Torino Express
Torino Express is a standing-room bar barely larger than an actual train compartment. The concept is Italian aperitivo culture distilled into the smallest possible space. The bar sits on Armenia Street and measures roughly 4 meters wide by 8 meters deep. A wooden counter runs the length of one wall, with shelves of Italian spirits behind it. There are no tables. There are no chairs. You stand, you drink, and you talk to whoever is standing next to you because there's no room to do anything else. The menu focuses on aperitivo classics: Negronis, Aperol Spritzes, Americanos, and a rotating list of seasonal cocktails. All drinks are well-made and consistent. Small Italian snacks (olives, chips, bruschetta) accompany drinks. The venue fills immediately on weekend evenings, with overflow crowds spilling onto the sidewalk. The sidewalk crowd often becomes the main event, with people holding drinks and blocking Armenia Street's narrow sidewalk in cheerful defiance of pedestrian flow. Torino Express opened before the explosion, survived it, rebuilt, and remains one of Mar Mikhael's most popular first stops.
What to Expect
A tiny room packed with people standing shoulder to shoulder, holding well-made cocktails. The bartender works fast in a space the size of a closet. Conversation is loud because the room amplifies everything. People outside lean against the building with Aperol Spritzes, watching Armenia Street's evening parade.
Energetic, social, and unapologetically cramped. The forced proximity creates conversation. Nobody stays a stranger for long.
Italian pop, jazz, and lounge. Barely audible over conversation on busy nights.
Anything goes. The space is too small for pretension.
Pre-dinner drinks, the aperitivo ritual, social drinkers who enjoy standing-room energy, first stop on a Mar Mikhael crawl.
Cash (USD) strongly preferred. The space is too cramped for card machine logistics on busy nights.
Price Range
Cocktails $7-11, beer $5-7, Aperol Spritz $8, snacks $3-5
Cocktails ~EUR 6-10, beer ~EUR 4-6, Aperol Spritz ~EUR 7
Hours
Tue-Sun 5 PM to midnight. Closed Monday.
Insider Tip
Come at 6 PM for the true aperitivo experience when the light is golden and the crowd is thin. The Negroni is the benchmark drink here. The sidewalk is the best spot on warm evenings, not inside.
Full Review
Torino Express shouldn't work. It's too small, too crowded, and has no seating. But it's been one of Mar Mikhael's most popular venues for years because the concept is executed perfectly. The Italian aperitivo tradition is built around standing at a bar, drinking a pre-dinner cocktail, and talking. That's exactly what happens here.

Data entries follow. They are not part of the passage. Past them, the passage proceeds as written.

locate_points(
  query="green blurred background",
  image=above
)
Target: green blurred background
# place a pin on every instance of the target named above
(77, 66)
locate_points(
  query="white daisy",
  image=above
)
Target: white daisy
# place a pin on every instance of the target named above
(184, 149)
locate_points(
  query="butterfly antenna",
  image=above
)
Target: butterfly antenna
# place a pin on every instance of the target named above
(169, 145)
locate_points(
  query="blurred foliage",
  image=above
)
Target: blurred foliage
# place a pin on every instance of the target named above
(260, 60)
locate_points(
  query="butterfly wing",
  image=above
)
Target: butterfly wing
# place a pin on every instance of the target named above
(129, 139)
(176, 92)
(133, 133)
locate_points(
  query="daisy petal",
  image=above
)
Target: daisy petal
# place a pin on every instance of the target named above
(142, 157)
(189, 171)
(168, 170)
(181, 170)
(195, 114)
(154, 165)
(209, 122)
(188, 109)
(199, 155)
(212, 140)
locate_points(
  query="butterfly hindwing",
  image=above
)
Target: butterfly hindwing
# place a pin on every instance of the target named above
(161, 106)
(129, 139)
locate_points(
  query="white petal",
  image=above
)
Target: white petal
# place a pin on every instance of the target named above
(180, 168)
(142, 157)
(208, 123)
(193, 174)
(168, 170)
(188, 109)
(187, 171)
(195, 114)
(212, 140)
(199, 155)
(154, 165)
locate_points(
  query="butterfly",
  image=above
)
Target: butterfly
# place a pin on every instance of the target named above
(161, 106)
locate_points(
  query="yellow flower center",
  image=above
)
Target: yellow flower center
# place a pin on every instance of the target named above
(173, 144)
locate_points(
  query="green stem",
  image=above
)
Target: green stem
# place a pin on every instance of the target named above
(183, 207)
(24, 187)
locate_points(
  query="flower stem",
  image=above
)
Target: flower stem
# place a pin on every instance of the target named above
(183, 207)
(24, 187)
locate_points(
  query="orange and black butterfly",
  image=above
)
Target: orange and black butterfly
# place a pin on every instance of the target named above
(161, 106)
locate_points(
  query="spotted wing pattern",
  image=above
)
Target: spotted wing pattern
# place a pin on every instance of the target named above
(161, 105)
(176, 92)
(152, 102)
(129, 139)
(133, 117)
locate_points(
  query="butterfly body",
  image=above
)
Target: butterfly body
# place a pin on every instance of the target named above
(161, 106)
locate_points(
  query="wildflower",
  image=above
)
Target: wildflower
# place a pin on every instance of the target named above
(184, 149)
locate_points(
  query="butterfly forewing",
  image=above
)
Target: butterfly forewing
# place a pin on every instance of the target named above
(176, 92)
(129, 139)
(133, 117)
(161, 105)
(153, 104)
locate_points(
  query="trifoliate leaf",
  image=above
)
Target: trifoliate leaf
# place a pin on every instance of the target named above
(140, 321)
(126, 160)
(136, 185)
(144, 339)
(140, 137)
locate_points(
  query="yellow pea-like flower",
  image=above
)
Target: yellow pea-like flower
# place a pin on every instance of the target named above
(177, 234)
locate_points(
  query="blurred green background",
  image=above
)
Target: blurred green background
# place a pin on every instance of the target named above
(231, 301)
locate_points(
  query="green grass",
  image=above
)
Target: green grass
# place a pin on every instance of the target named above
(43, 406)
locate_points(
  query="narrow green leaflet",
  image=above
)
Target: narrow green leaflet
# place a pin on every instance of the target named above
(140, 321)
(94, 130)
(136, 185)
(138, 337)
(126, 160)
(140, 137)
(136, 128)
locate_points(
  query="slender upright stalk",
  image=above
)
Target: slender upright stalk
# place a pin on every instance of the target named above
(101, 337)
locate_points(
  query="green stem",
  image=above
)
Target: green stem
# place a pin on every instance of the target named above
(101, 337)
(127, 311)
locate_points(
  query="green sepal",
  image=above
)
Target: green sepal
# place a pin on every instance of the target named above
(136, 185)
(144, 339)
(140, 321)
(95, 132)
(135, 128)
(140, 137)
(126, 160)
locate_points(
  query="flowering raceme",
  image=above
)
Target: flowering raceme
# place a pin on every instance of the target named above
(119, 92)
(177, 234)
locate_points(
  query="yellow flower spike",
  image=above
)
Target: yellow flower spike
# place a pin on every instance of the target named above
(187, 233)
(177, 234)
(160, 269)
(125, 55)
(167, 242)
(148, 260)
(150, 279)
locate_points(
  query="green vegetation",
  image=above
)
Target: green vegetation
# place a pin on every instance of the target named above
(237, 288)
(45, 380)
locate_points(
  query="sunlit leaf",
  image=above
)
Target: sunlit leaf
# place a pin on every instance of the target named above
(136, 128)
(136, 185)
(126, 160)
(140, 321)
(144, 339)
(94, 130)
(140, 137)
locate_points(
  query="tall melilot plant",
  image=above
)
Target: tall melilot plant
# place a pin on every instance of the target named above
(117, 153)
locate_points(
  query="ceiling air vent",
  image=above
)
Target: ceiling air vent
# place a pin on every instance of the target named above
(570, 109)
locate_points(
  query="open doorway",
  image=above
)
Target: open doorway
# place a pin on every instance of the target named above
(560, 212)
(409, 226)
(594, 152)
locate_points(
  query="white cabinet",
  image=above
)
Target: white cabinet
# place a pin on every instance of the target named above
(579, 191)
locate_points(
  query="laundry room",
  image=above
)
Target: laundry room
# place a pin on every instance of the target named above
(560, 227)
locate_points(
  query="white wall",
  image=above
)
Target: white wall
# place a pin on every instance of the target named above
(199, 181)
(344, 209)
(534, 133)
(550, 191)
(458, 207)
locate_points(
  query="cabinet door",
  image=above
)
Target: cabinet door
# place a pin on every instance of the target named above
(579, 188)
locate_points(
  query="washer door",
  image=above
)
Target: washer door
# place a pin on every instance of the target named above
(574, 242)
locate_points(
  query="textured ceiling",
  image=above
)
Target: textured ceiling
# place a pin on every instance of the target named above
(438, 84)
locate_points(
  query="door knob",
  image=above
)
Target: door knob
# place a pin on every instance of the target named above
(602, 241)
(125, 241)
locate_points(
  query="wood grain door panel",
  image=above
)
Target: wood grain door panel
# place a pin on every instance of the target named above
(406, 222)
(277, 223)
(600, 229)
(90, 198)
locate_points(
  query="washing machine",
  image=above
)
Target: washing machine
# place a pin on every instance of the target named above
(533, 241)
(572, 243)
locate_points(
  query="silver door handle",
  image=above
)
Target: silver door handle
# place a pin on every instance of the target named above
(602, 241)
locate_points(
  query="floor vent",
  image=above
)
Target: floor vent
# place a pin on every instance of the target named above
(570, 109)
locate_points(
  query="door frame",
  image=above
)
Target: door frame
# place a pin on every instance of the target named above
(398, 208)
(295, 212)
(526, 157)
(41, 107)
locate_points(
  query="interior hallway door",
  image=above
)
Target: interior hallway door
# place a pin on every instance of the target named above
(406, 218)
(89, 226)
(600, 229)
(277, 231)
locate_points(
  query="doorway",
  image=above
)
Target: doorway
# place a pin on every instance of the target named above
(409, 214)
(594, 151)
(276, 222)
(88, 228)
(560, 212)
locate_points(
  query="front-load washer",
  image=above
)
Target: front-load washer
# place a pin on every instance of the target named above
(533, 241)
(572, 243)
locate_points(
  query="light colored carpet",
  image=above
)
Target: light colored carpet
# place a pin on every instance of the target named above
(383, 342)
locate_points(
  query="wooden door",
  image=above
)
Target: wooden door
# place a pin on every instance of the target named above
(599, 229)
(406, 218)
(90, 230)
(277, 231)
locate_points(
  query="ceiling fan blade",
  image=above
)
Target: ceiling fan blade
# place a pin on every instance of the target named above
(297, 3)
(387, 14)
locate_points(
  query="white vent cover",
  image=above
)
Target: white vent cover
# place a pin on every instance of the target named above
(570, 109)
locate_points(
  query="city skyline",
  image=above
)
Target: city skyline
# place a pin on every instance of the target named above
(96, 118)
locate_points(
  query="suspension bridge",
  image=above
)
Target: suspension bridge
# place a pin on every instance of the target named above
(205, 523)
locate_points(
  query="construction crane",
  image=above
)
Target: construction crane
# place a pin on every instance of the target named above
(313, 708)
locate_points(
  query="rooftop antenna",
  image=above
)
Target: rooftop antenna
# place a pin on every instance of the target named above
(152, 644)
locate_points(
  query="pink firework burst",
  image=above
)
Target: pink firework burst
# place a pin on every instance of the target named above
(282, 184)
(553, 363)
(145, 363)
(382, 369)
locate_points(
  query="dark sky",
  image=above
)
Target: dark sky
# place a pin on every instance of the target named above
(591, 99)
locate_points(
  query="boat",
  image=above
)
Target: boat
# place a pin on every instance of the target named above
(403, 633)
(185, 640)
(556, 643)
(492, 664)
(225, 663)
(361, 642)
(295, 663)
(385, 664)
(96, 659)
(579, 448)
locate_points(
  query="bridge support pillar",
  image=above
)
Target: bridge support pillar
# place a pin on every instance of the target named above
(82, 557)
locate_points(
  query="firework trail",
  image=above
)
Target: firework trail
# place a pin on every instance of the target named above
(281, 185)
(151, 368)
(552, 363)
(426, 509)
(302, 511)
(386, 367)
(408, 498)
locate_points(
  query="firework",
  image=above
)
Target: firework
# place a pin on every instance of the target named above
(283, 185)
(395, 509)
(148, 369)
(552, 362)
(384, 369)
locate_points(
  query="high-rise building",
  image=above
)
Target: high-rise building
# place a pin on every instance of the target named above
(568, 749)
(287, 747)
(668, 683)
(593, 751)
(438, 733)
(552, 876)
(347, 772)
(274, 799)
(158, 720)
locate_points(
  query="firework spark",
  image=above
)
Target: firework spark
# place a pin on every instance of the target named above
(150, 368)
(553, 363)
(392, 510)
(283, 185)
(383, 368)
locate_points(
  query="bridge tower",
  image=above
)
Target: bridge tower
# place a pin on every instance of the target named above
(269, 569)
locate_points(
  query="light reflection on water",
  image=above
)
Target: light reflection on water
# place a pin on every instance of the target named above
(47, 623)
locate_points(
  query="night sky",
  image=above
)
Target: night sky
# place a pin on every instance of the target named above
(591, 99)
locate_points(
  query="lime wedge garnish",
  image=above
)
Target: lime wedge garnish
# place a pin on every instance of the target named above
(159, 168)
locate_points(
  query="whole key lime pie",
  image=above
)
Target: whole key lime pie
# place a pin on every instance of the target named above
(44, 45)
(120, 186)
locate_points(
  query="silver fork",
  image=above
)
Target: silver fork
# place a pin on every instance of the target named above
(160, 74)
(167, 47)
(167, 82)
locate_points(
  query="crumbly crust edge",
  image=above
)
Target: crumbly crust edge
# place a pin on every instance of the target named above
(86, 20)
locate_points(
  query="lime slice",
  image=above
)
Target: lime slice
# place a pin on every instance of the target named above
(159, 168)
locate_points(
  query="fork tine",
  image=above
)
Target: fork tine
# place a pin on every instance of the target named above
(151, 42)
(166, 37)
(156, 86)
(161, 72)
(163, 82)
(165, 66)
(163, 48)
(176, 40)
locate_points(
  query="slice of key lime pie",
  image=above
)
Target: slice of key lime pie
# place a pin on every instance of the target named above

The Negroni is the drink to order. It arrives in a rocks glass with a proper orange peel and the bitter-sweet balance that separates a good Negroni from a mediocre one. The Aperol Spritz is the summer default, served in wine glasses with enough prosecco fizz to justify the $8 price tag.
On a Friday at 7 PM, you'll wait a few minutes to reach the bar. The bartender handles the volume with practiced efficiency. Once you have your drink, the choice is inside (packed, loud, fun) or outside (slightly less packed, equally loud, better air). Most regulars prefer the sidewalk.
The social dynamic is the real draw. In a space this small, you're going to end up talking to the person next to you. In Beirut, where people are naturally outgoing and curious, this leads to genuine conversations rather than awkward forced interaction. I've met more interesting people at Torino Express than at any other bar in the city.
Don't plan to spend your entire evening here. It's perfect for 45 minutes to an hour, the length of a proper aperitivo. Then walk 30 seconds to Internazionale, The Garten, or any of the dozen other bars visible from the doorway.
The Neighborhood
Central Armenia Street, surrounded by Mar Mikhael's densest concentration of bars. Internazionale is next door. The Garten is across the street. You're in the middle of the action.
Getting There
Armenia Street, Mar Mikhael. Impossible to miss on the main strip. Look for the small storefront with people spilling out onto the sidewalk.